If pediatricians tried to cover all the recommendations for preventive care with their patients, well-child visits could go from minutes to hours.
With that in mind, the American Academy of Pediatrics is releasing a new tool kit to help physicians streamline their well-child visits without missing important screenings or glossing over the concerns of parents. The Bright Futures Tool and Resource Kit is designed to be used with “Bright Futures: Guidelines for Health Supervision of Infants, Children, and Adolescents,” third edition, which was released last year by the AAP, with support from the Maternal and Child Health Bureau.
“This is what's going to allow people like me—primary care pediatricians—to do what we want to do in our preventive services,” said Dr. Joseph F. Hagan Jr., a pediatrician in Burlington, Vt., and one of the editors of the Bright Futures tool kit.
The kit includes previsit questionnaires, documentation forms, patient handouts, community resources, and other practice management tools. The tool kit is available on CD-ROM through the AAP bookstore at www.aap.org/bookstore.
The introductory purchase price, which is available through the end of 2009, is $275. The price includes a license for up to three users.
The tool kit builds on the goals of the original Bright Futures guidelines, which were to acknowledge that pediatricians have a lot to cover in preventive services and not much time to do it in.
One of the tools that could go a long way to making the well-child visit more efficient is the previsit questionnaire, Dr. Hagan said.
There actually are multiple questionnaires to help pediatricians assess risk by asking parents about safety behaviors—like seat belt use—because they are customized for different age groups. They also ask parents to spell out their own concerns and goals for the visit.
“If you use the previsit questionnaires that are in the tool kit, you can let the parents start the visit without you,” Dr. Hagan said.
The documentation forms in the tool kit allow pediatricians to quickly document the screening and risk assessment done in each visit, he said.
In addition, the tool kit includes handouts for various age groups, touching on topics such as stranger anxiety, setting limits, dental health, bullying, and mental health care.

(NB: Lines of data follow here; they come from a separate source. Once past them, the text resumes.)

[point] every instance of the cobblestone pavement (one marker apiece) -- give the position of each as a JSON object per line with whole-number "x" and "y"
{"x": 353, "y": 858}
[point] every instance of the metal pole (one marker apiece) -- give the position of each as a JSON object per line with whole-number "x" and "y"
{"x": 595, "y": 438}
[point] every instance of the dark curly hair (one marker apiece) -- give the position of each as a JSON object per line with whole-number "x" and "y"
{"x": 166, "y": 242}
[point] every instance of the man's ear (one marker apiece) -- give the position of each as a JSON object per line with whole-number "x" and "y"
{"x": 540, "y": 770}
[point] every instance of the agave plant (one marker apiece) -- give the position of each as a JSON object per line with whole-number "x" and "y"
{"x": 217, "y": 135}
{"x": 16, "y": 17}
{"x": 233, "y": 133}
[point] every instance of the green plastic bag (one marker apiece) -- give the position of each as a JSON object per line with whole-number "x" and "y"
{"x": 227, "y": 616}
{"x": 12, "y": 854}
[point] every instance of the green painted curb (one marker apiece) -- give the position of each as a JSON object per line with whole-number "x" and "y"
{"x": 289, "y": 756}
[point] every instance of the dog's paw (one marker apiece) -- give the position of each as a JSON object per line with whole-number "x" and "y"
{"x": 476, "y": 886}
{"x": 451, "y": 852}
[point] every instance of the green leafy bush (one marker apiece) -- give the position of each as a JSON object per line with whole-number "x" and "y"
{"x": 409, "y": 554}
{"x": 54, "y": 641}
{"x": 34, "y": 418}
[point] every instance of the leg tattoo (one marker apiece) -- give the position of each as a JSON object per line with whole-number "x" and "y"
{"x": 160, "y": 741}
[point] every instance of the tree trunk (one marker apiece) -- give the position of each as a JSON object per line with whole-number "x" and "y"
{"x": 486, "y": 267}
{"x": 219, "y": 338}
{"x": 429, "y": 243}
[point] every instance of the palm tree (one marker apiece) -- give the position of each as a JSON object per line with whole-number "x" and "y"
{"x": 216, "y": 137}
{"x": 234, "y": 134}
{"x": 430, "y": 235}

The new tools will take some time to incorporate into a pediatric practice, Dr. Hagan said, but in the long term, they should result in either time saved or time used more efficiently.
The documents in the tool kit can also help pediatricians by identifying the five priority target areas for each well-child visit.
The questionnaires and handouts in the tool kit all coincide with the priorities set for each visit.
“It would be great if we had 45 minutes to do each visit and cover more, but we want to be sure that parents come away with the optimal things for their child,” said Dr. Jack T. Swanson, a pediatrician in Ames, Iowa, and an editor of the Bright Futures tool kit.
Dr. Swanson said he and his colleagues on the tool kit team wanted to make it easier for pediatricians to put the recommendations from the Bright Futures guidelines into practice. They didn't want the guidelines to simply sit on the shelf.
One of the advantages of the Bright Futures tool kit is that it puts all of the information gathered about child and adolescent prevention in one place, said Dr. Paula Duncan of Burlington, who is chair of the Bright Futures Steering Committee and youth health director of the Vermont Child Health Improvement Program.
“We're really trying to respect the limited time that clinicians really have with patients,” she said.